The World got bigger when I moved to the city. Not only was it eye-opening to see, hear, breath and experience all the things not offered in rural America, it was eye-opening to meet people who were different than those I've always known. In very small towns there isn’t much by way of diversity. Everybody looks the same, goes to the same school, church and grocery store. There’s an occasional kook that everybody enjoys because he would provide regular entertainment.
“There goes Uncle George, again. Is he wearing a purple bathrobe and yellow slippers? Lordy! It’s twenty-three degrees outside, I hope he’s got on warm socks...” and we’d wonder what his momma would be wearing without her robe and slippers. Other than a wacky neighbor, most people were the same with modest backgrounds with families that worked hard for what they had.
The lack of diversity also meant a lack of judgment. Many people assume that Poor White America is a rubber stamp for Racist. Where and how I grew up, this could not be further from the truth. We would never judge people based on Race, Income, Geography, etc; many in hopes that you would not judge us. The community was kind, loving and welcoming to all.
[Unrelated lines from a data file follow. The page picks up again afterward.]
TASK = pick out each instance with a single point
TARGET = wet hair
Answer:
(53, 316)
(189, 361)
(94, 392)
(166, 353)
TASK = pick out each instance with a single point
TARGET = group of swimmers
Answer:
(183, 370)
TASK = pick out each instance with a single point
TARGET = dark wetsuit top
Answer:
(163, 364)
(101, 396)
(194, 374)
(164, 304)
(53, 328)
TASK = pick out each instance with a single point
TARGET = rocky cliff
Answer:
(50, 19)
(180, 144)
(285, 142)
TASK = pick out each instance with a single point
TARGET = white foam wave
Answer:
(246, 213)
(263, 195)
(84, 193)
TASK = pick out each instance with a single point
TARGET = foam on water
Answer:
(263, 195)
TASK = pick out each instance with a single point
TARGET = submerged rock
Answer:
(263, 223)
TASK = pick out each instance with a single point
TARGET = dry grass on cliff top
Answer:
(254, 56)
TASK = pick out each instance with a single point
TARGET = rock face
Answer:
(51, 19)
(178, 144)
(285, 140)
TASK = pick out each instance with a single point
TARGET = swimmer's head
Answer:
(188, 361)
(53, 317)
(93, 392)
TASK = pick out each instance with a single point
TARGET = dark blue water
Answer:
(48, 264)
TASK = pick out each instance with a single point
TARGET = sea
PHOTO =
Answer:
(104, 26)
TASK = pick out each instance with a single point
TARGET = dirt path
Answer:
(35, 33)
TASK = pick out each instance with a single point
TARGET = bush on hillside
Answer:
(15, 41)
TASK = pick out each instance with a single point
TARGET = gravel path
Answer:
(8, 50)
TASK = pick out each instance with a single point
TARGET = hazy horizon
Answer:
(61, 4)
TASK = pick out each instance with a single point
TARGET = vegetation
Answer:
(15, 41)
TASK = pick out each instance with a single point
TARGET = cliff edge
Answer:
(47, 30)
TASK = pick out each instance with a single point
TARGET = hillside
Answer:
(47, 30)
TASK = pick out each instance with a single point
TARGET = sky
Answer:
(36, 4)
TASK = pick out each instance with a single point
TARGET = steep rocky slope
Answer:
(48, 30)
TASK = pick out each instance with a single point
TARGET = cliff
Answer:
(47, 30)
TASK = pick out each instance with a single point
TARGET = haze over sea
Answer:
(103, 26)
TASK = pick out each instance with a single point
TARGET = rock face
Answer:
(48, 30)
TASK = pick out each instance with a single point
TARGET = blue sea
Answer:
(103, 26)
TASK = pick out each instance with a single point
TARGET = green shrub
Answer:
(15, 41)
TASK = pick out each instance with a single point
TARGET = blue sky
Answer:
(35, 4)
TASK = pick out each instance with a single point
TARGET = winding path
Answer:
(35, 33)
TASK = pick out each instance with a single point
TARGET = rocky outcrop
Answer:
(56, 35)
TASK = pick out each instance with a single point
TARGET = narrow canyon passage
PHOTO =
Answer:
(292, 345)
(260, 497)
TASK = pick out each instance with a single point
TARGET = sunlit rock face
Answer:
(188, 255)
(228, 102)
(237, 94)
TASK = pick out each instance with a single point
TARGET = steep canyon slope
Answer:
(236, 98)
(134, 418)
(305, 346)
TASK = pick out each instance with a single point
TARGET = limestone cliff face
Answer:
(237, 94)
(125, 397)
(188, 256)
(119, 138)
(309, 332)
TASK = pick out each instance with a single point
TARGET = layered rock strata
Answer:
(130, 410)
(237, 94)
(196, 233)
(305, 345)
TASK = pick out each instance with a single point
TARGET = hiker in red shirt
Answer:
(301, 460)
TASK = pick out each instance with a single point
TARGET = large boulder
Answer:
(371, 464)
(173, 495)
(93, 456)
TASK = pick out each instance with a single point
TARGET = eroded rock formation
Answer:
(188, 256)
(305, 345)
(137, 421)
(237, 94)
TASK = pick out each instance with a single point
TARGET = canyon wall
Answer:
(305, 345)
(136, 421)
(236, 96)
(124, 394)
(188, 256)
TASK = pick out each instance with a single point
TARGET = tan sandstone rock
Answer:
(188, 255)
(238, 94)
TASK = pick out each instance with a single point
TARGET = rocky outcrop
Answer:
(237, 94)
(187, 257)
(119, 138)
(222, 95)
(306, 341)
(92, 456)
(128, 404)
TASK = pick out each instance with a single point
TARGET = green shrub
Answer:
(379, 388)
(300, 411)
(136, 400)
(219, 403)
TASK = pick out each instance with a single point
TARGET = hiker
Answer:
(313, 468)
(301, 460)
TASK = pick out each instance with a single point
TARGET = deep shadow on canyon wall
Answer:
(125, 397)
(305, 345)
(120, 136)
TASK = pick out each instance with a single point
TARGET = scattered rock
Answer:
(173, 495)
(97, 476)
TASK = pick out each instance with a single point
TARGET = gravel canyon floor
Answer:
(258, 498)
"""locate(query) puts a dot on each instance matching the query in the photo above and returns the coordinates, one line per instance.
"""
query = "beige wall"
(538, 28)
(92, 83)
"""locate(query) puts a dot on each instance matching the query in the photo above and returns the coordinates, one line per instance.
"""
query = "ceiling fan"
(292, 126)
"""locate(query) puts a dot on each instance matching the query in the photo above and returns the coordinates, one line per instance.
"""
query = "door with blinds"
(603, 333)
Moving to Washington, D.C. was a bigger jolt than I’d imagined. Public transportation is a phenomenal idea, as are taxicabs. Where I grew up, we had neither. All activities outside of the home revolved around having a car because things were so spread out. I don’t come from a place with sidewalks, and D.C. with all of the museums, clubs, and restaurants, there was much more to do than just look out for Uncle George. People in D.C. are from everywhere imaginable and most had fantastic stories to tell. Being a bit naïve, I’d talk to anybody who had time. Through work, I met some good people who took me under their more experienced wings.
Lena was my age and we had great fun. We partied together and she taught me many things. My education began with “You don’t have anything but jeans? We’re going shopping!” and continued right on through to, “Sweetie, I think you should get some tweezers. We’re going shopping!” She ‘City-fied’ me enough that when my mother came to visit, I walked into her hotel room and she drew in her breath and said, “Super, you look so… glamorous.”
If I had known that the purchase of black pants, a hairdryer and tweezers would have made me glamorous, then I would have gotten them when I was twelve (my least glamorous year, thus far). The statement and how my mother was taken aback made me feel very self-conscious and almost sad; later that night, I cried. I’m still a country-mouse, I swear!
My first experience with the not-so-nice aspects of city living came when Lena took me to meet some of her friends. We were going to go see a local band and we met up at her boyfriend’s house in a suburb of the city. There were five of us: two girls and three guys (Nate –the boyfriend, Mike and Timmy).
We decided to all ride together, so we piled into Mike’s BMW. They all seemed nice and as we pulled out of the driveway, Timmy asked if we could stop by his house to get some cash. We were driving out a curvy road that reminded me of home when Timmy giggled nervously and said to me, “I hope you don’t mind, my family lives in a dump. It’s a trailer. Real small.” Immediately, I assured him it made no difference to me what kind of home he or his family lived in, “Seriously, I grew up in West Virginia.”
Timmy then said, “Well, it’s kind of embarrassing, y’know?” I breathed deep, smiled, told him it was no big deal and that my brother and his family lived in a trailer behind my mom’s house. He smiled back at me.
When we pulled up to his parent’s mansion, my face grew hot and I couldn’t bring myself to get out of the car, “I’ll just wait here,” I whispered. Lena stuck her head into the backseat and tried to assure me “They’re not mean people; they didn’t know. It’s a joke they always tell.” After promising the laugh would come tomorrow, I convinced Lena I’d be fine in a moment.
By the time the boys returned, it was behind me; although not so far behind I wouldn't write about it years later.
My brother has a new house where his kids have a big yard with a swingset. But that is not why I'm not ashamed anymore. I'm not ashamed because I love my family and where I grew up helped shape me into the woman I am today. I don't define myself by where I have lived my life, rather how I have lived my life.
Those boys should have been ashamed; they assumed everybody was like them. Where I'm from, you don't make those assumptions because you never know a person's situation.